Third, institutions that are savvy about using individualized data proactively and who create more proactive constituents can pursue core goals more effectively and efficiently.  When institutions reach out to their employees, clients, and customers to make them better at completing tasks essential to their roles, the improved performance, in turn, can help the institution. Pounce helped GSU students manage a number of distinct tasks more successfully. This support boosted student enrollment (and therefore revenue) for the institution and likely engendered goodwill among students — who we suspect were happier to receive support to hit deadlines than to be assessed penalties for missing them.  By spending less time and effort getting students matriculated at GSU, Pounce freed the institution’s and the students’ resources to enable greater focus on teaching and learning goals.

Combining data integration with artificial intelligence in the form of virtual assistants, such as Pounce, holds promise for sectors like education that rely heavily on communication. Of students who completed high school in 2014, for example, 68% — some two million individuals — transitioned directly to postsecondary education. The matriculation process and its corresponding challenges remain reasonably consistent over time. Thus, artificially intelligent systems such as Pounce have the potential to provide these transitioning students with personalized support to stay on track while not burdening universities with excessive costs or demands for staff time. Rather, this system minimizes the need for staff to respond to common questions, so that they can instead devote their time more fully to those issues that only humans can solve.

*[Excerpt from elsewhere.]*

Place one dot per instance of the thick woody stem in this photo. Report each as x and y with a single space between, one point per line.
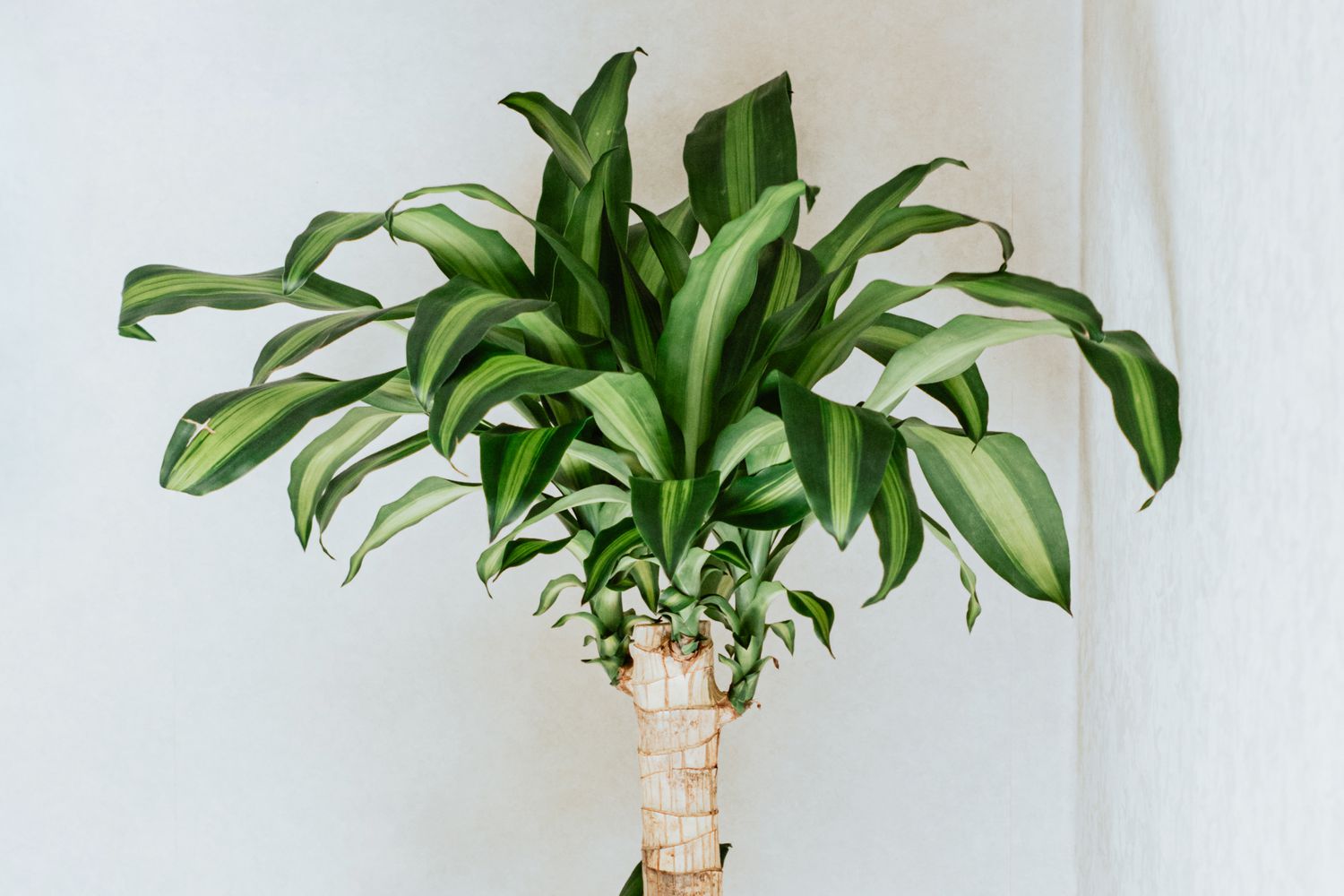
680 712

Further, AI systems that can be responsive to human changes in wants, needs, and feelings show substantial promise well beyond higher education.  Just about any company with an on-boarding process to orient new employees will face similar tasks in which some employees need assistance while others feel confident that they can manage on their own.  Businesses which have customers or clients with idiosyncratic needs may similarly benefit from AI systems that can tailor outreach and respond to incoming queries.  In such cases, individualized, proactive outreach to support employees or clients is likely to make these constituents more proactive in ensuring that their own needs and questions are addressed.  Thus, the foundation for a proactive feedback loop will be established — a genuinely intelligent move for any institution.